Wagga Yard Dog Club secretary Simon Hartwich said the effect of some producers having spent more than $100 a head keeping sheep alive during the drought showed during the auction, with vendors’ expectations often not met by what bidders were prepared to pay for some dogs.

“Those people who have destocked don’t need to go out and buy a dog, do they?”

After the $25,000 top price and national record for a Kelpie at the Jerilderie Working Dog Auction in February, Mr Hartwich said the Wagga vendors had set “solid reserves” with organisers often having to follow-up underbidders to finalise sales after bidding stopped just short of reserves.

“It was a combination of the money that buyers had to spend and also the expectations of the sellers.”
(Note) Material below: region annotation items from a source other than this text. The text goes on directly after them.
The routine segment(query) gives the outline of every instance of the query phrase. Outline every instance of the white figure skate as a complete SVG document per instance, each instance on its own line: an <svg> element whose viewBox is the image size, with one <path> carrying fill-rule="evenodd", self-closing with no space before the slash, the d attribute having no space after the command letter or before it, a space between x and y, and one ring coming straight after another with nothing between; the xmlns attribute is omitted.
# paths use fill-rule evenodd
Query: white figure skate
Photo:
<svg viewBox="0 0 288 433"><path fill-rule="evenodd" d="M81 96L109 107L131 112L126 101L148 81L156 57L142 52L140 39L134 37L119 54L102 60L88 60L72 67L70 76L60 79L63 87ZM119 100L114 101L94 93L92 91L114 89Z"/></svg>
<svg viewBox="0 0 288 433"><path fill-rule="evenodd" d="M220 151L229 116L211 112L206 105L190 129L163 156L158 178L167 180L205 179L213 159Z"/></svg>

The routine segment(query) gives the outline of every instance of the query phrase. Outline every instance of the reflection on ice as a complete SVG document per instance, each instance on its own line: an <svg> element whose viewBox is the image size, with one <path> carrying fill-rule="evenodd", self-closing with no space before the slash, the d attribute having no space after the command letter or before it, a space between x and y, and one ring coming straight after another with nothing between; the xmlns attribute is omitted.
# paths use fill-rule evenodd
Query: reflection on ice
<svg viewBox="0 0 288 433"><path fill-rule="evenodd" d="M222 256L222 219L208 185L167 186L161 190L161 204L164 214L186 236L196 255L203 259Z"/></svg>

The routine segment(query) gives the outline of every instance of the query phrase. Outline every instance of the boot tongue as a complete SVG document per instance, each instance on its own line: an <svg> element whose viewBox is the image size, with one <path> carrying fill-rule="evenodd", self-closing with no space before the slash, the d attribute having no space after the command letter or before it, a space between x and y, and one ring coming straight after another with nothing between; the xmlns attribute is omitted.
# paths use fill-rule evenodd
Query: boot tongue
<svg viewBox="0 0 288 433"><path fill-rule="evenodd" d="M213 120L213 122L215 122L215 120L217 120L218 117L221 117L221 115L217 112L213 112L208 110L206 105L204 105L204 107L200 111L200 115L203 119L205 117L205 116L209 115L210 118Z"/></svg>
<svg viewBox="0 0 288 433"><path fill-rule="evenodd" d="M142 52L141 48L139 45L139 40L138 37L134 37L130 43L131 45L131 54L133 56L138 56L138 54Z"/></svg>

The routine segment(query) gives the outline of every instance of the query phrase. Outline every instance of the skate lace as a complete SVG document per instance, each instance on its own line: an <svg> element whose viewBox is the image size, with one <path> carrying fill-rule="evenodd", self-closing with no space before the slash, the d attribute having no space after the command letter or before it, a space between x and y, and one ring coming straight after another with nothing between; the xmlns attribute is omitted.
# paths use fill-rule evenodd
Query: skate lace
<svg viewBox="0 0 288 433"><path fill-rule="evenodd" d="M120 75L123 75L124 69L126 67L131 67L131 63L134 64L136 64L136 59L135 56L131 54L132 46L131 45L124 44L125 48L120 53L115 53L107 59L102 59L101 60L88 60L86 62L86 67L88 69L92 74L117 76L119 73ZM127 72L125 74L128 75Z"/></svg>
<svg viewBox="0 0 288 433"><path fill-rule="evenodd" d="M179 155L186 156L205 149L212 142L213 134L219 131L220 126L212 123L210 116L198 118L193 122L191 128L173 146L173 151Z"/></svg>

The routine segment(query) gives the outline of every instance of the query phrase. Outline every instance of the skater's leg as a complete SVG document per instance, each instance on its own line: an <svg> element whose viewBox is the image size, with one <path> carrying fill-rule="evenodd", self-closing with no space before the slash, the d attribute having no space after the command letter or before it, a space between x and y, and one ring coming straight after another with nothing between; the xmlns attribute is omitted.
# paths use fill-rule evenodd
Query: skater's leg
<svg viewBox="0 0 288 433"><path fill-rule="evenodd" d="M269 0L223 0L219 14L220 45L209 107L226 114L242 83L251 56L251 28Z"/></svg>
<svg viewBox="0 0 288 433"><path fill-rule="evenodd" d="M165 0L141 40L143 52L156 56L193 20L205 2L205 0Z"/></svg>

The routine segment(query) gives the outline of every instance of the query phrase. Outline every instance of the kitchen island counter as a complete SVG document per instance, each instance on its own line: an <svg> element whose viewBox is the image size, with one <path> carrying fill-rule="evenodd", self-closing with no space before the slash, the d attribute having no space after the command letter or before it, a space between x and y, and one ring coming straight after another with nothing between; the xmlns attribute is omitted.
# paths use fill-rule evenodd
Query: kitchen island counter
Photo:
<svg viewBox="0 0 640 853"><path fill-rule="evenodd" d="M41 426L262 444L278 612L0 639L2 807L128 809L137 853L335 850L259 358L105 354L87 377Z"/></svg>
Auctioneer Joe Wilks said the auction was very tough, despite having one of the best lineups of dogs for several years.

“Locally and further abroad we have 30-40mm of rain and we thought everything was going to be good, and a really good crowd, but no flow of bidding.

“A lot of people have reduced their livestock numbers through the drought, so they are not that confident about paying $5000-$6000 for a working dog while they don’t have a lot of stock to work with, I suppose,” he said.

There was avery high calibre of dogs at the auction, but it was a buyer’s market.”